Chemicals. USP diltiazem HCl reference standard (RS); USP desacetyl diltiazem HCl reference standard (RS) (Rockville, MD, USA); diltiazem HCl; microcrystalline cellulose; xanthan gum; carrageenan; carboxymethylcellulose sodium; citric acid; diabasic sodium phosphate; simethicone; potassium sorbate; methylparaben; sucrose; glycerin; sorbitol and sorbitol solution; saccharin sodium; and sodium citrate were from Spectrum Chemicals (New Brunswick, NJ, USA); d-10-camphorsulfonic acid was from ACROS (Geel, Belgium); sodium acetate and 0.1 N sodium hydroxide solution were from J.T. Baker (Phillipsburg, NJ, USA); hydrochloric acid and acetonitrile were from Fisher (Pittsburg, PA, USA); hydrogen peroxide was from Sigma (Saint Louis, MO, USA); methanol was from B&J Brand (Morristown, NJ, USA); and deionized water was obtained on Milli-Q reagent water system by Millipore. All vehicle ingredients were USP–NF grade. All chemicals were reagent grade or better.

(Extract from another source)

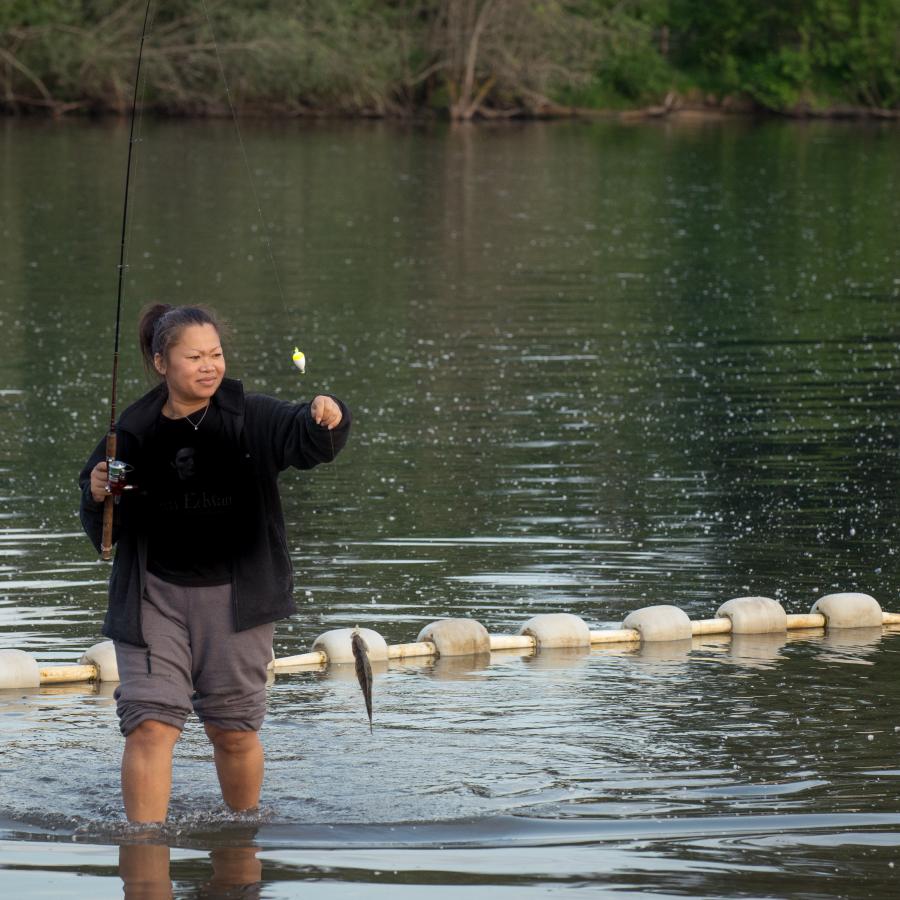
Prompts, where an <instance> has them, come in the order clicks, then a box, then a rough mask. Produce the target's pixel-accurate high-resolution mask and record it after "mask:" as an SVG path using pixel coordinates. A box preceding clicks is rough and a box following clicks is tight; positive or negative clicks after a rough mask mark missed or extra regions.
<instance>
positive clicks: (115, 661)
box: [78, 641, 119, 681]
mask: <svg viewBox="0 0 900 900" xmlns="http://www.w3.org/2000/svg"><path fill="white" fill-rule="evenodd" d="M78 664H79V665H81V666H96V667H97V671H98V672H99V673H100V681H118V680H119V663H118V661H117V660H116V645H115V644H114V643H113V642H112V641H101V642H100V643H99V644H94V646H93V647H90V648H88V649H87V650H85V651H84V653H82V654H81V659H79V660H78Z"/></svg>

HPLC system. The Agilent 1100 Series included a quaternary pump, autosampler, diode array UV detector, vacuum degasser, Chemstation chromatographic software and Waters μ-Bondapak C18 (30 cm=3.9 mm, 5 μm) or Phenomenex Bondeclone 10 C18 (30 cm=3.9 mm, 10 μm). Injection volume was 10 μL. Flow rate 1.6 mL/min.

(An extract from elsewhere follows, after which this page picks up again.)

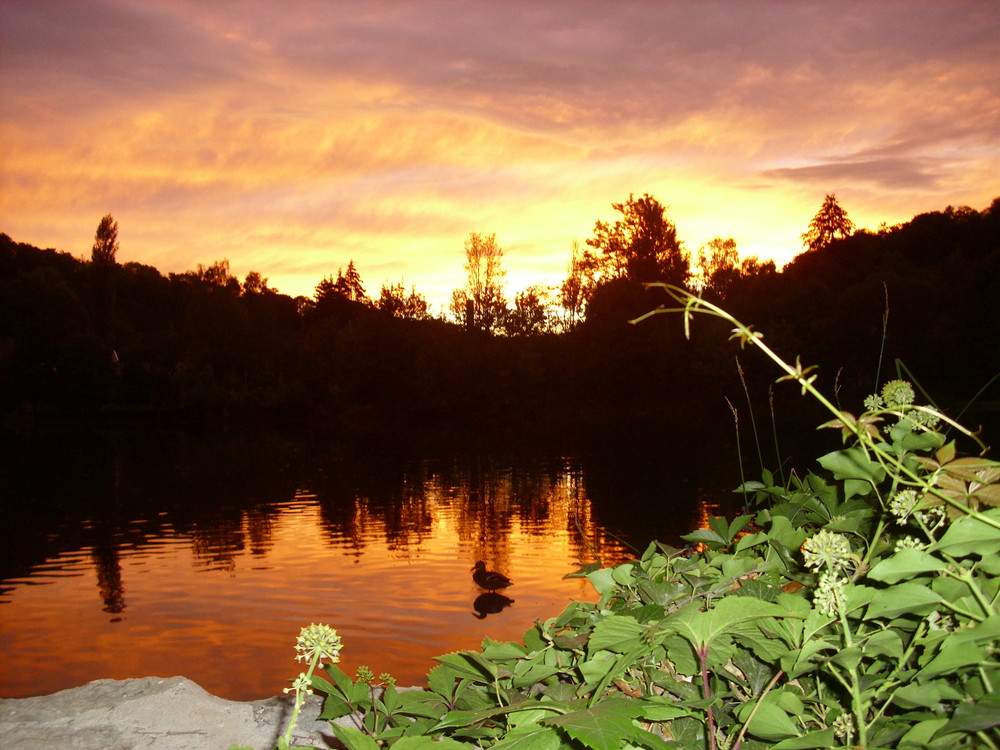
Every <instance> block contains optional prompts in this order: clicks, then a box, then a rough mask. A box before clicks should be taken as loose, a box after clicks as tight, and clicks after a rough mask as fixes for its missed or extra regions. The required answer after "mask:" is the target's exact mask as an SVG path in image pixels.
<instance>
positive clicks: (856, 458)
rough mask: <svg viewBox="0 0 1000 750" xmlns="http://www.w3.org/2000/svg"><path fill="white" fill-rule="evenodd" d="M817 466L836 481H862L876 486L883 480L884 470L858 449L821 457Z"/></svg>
mask: <svg viewBox="0 0 1000 750" xmlns="http://www.w3.org/2000/svg"><path fill="white" fill-rule="evenodd" d="M818 460H819V465H820V466H822V467H823V468H824V469H826V470H827V471H829V472H831V473H832V474H833V476H834V477H835V478H836V479H863V480H866V481H868V482H871V483H872V484H878V483H879V482H881V481H882V480H883V479H885V469H883V468H882V467H881V466H880V465H879V464H877V463H875V462H874V461H872V460H871V458H869V456H868V454H867V453H865V452H864V451H863V450H861V449H860V448H848V449H846V450H842V451H834V452H833V453H827V454H826V455H825V456H821V457H820V458H819V459H818Z"/></svg>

Mobile phase. The mobile phase was prepared by mixing acetonitrile, methanol and buffer (1:1:2, v/v/v). To prepare the buffer, 2.3 g of d-10-camphorsulfonic acid was dissolved in 2000 mL of 0.1 M sodium acetate and adjusted the pH to 6.2 by adding 0.1 N sodium hydroxide. 0.1 M sodium acetate was prepared by dissolving 27.2 g of sodium acetate in 2.0 L of water.

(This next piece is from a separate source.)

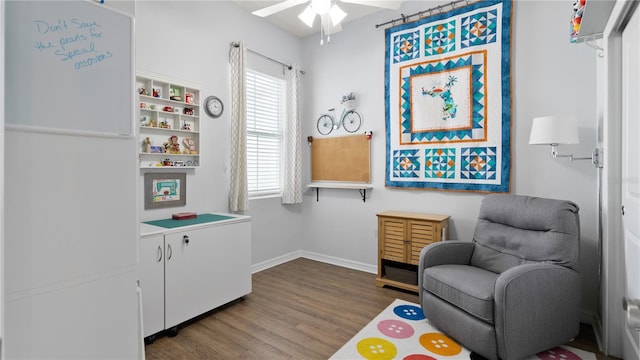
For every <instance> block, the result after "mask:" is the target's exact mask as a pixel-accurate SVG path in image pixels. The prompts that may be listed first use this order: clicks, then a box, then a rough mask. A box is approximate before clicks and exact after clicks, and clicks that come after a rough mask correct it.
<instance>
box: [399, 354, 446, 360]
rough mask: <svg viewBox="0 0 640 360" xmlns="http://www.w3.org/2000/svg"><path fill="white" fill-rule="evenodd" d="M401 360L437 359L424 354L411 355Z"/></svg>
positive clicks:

Vehicles and placebos. Vehicle for oral solution, vehicle for oral suspension and vehicle for oral solution, sugar free, were prepared as described in USP 29–NF 24. A 1:1 (v/v) mixture of vehicle for oral solution and vehicle for oral suspension can be also called Placebo 1. A 1:1 (v/v) mixture of vehicle for oral solution, sugar free, and vehicle for oral suspension can be also called Placebo 2.